Let $f:\mathbb{R} \rightarrow \mathbb{R}$ be an injective and continous function. Prove that $f$ is monotone.
My proof-trying Since $f$ is injective for all $x_{1},x_{2}\in\mathbb{R}$ there is a $y$ in $\mathbb{R}$ such that $f\left( x_{1}\right) =f\left( x_{2}\right)$. Since $f$ is continous for any $\varepsilon >0$ there is $\delta >0$ such that if $\left| x-a\right| < \delta$ then we have $\left| f\left( x\right) -f\left( a\right) \right| < \varepsilon$.
So how can I show $f$ is monotone?
While others may suggest going via contrapositive ($f$ not monotone $\implies$ $f$ not injective), I prefer to do it this way.
Let $g(x,y) = f(x)-f(y)$, defined on the domain $D = \{(x,y) \in \mathbb R^2 : x>y\}$ . Note that $g$ is continuous because $f$ is, and the $D$ is connected in the real plane. Hence, $g(D)$ is also connected on the real line, so it is an interval. However, since we claim it is injective, $g(D)$ cannot contain zero (there can't be different points $x,y$ with $f(x)=f(y)$), so $g(D)$ as an interval, lies entirely to the left or to the right of zero i.e. $g$ is entirely negative or entirely positive as a function. Combining this with the definition of $g$, $f$ is either strictly increasing or strictly decreasing.

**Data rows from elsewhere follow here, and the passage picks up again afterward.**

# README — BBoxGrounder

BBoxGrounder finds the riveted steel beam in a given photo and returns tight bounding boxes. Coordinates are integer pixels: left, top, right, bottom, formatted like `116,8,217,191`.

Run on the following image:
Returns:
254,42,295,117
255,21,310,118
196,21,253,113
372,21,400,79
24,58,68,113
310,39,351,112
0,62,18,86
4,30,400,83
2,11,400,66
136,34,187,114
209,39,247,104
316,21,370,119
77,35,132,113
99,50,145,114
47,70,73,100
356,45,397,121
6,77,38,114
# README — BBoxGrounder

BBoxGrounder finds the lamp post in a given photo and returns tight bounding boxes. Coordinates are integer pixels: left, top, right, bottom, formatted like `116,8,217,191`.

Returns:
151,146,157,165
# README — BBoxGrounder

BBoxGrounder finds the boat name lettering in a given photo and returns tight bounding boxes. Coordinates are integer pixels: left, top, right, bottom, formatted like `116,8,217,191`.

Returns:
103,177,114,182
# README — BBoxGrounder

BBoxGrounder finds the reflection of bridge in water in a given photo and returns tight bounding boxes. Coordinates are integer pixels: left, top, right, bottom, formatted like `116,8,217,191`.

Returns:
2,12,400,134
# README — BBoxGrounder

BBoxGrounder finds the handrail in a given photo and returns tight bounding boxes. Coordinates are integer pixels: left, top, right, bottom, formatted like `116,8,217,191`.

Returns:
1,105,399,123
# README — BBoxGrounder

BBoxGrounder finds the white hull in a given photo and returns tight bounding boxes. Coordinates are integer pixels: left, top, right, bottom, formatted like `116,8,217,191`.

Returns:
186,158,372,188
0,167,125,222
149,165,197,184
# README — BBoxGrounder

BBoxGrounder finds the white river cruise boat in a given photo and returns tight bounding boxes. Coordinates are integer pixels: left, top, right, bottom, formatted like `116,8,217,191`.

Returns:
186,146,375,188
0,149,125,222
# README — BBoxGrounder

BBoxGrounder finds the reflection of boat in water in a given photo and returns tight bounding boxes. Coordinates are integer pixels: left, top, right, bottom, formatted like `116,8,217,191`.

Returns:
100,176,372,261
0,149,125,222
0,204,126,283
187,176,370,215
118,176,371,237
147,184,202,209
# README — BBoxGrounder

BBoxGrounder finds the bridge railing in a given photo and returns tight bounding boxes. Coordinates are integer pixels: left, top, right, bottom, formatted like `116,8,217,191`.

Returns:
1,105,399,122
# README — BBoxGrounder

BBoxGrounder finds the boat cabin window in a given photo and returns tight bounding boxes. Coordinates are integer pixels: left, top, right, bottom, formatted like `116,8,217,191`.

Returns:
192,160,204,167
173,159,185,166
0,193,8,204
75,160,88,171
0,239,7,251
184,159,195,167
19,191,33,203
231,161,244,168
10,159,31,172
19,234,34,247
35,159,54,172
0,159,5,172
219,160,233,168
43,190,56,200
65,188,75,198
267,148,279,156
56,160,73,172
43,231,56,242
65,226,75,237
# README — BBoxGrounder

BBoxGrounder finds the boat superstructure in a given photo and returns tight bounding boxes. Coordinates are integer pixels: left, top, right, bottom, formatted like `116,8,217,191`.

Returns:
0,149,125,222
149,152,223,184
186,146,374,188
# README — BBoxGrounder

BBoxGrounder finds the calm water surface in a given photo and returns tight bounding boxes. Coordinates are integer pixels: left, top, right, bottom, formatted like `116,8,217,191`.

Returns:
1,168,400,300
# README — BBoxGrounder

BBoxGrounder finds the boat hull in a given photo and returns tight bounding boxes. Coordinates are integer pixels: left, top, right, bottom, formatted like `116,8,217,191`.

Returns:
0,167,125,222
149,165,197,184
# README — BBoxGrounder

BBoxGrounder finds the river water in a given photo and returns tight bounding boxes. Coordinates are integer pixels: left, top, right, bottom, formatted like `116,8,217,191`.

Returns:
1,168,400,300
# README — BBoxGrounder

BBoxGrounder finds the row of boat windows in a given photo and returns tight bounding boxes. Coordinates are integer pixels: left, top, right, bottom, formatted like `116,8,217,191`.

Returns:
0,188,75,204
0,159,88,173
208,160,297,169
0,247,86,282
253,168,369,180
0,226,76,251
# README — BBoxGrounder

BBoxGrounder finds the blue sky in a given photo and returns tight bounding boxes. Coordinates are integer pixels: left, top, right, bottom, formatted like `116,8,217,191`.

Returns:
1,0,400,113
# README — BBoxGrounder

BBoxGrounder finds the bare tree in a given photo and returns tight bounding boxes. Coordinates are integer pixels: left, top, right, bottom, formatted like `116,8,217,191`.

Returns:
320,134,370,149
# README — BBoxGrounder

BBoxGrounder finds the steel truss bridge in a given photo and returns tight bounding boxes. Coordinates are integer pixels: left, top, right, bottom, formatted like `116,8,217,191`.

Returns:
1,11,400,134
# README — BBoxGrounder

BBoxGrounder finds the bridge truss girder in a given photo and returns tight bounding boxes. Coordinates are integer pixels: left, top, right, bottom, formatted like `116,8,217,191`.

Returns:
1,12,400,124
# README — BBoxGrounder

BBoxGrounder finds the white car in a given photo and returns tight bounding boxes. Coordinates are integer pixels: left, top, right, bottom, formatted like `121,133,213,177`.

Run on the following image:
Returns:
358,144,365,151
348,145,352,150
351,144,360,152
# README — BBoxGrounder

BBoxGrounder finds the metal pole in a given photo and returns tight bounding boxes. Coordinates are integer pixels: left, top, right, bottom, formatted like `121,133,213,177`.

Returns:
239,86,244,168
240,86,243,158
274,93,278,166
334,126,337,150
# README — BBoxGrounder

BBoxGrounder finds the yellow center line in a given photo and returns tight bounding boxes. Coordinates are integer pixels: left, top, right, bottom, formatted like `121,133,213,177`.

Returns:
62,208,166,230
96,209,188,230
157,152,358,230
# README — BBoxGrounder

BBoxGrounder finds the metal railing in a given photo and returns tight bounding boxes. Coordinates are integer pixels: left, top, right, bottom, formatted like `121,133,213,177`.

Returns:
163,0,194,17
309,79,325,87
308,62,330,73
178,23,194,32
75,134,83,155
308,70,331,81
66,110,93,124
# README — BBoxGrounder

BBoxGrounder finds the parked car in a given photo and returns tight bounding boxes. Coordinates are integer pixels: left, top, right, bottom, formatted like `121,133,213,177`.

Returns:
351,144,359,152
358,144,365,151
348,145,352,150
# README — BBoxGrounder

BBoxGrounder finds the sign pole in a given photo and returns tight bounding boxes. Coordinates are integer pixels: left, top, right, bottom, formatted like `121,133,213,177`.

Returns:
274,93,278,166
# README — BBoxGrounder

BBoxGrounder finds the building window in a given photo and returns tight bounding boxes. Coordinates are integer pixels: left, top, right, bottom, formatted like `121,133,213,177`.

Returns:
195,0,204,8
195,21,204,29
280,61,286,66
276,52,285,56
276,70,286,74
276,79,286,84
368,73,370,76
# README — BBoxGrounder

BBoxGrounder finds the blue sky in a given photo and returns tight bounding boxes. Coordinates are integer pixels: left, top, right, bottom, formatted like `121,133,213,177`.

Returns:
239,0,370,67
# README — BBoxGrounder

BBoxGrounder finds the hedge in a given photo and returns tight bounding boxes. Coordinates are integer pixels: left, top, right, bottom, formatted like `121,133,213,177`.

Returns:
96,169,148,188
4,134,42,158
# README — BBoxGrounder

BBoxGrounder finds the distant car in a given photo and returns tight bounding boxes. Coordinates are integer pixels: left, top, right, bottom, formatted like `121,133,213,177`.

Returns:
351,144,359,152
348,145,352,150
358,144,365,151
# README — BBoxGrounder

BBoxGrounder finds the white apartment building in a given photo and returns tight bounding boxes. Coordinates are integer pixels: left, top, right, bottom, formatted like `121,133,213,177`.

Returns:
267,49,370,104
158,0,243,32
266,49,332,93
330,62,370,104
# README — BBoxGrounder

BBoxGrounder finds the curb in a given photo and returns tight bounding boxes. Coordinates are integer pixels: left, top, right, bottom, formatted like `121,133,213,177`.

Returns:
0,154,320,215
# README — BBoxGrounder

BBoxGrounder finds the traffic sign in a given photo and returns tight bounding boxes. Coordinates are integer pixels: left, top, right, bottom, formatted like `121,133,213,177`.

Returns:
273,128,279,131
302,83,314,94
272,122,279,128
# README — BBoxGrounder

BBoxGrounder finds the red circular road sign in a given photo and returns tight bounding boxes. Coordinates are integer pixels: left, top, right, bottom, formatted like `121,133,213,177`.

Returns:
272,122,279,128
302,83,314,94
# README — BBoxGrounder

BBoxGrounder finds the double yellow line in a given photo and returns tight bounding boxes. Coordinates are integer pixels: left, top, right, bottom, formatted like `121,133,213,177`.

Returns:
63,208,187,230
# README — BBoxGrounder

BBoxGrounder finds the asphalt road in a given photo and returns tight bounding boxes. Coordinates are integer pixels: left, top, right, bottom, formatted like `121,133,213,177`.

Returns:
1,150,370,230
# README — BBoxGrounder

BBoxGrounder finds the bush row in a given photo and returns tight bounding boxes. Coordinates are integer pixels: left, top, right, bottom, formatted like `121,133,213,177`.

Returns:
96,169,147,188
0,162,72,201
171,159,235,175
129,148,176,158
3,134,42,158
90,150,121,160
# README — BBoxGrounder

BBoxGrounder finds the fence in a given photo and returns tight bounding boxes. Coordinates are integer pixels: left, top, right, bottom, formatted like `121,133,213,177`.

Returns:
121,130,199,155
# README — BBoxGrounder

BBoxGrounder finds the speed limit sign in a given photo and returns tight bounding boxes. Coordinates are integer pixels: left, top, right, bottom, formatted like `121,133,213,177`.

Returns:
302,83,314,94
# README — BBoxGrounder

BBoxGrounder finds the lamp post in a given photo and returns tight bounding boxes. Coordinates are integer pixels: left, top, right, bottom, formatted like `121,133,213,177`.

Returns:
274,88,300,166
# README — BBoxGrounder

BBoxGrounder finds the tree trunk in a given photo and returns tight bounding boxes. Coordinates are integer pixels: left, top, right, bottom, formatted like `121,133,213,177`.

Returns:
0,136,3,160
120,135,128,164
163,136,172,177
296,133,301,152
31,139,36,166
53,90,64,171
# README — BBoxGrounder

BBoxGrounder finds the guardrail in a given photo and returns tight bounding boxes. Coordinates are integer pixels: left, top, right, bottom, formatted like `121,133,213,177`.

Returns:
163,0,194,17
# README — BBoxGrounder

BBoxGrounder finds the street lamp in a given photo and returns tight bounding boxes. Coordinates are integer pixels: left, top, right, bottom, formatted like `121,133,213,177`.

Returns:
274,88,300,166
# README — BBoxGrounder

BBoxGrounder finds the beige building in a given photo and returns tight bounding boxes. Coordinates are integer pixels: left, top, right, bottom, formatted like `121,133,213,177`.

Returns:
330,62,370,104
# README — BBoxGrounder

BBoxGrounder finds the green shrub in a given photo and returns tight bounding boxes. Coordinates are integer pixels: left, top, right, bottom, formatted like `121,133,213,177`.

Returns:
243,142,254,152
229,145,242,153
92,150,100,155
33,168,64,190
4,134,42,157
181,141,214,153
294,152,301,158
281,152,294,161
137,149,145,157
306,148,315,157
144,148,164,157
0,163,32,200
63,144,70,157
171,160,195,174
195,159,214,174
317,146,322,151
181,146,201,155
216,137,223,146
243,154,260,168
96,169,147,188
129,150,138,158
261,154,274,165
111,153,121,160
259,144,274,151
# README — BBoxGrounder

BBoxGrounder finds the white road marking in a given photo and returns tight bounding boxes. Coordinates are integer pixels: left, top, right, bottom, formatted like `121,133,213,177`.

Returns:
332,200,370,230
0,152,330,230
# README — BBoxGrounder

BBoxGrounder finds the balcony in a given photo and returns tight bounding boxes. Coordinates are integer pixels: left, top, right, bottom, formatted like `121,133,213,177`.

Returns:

Points to keep in mind for this proof:
1) $g$ was continuous.
2) $D$ was connected, this combined with $1)$ to show that $g(D)$ is connected.
3) Every connected set of the real line is an interval.
4) The injectivity of $g$ was used to show that $g(D)$ cannot contain zero, this combined with $3)$ to complete the proof.
Pick an interval where $f$ is not monotone, and then see what happens to injectivity of $f$ in that interval.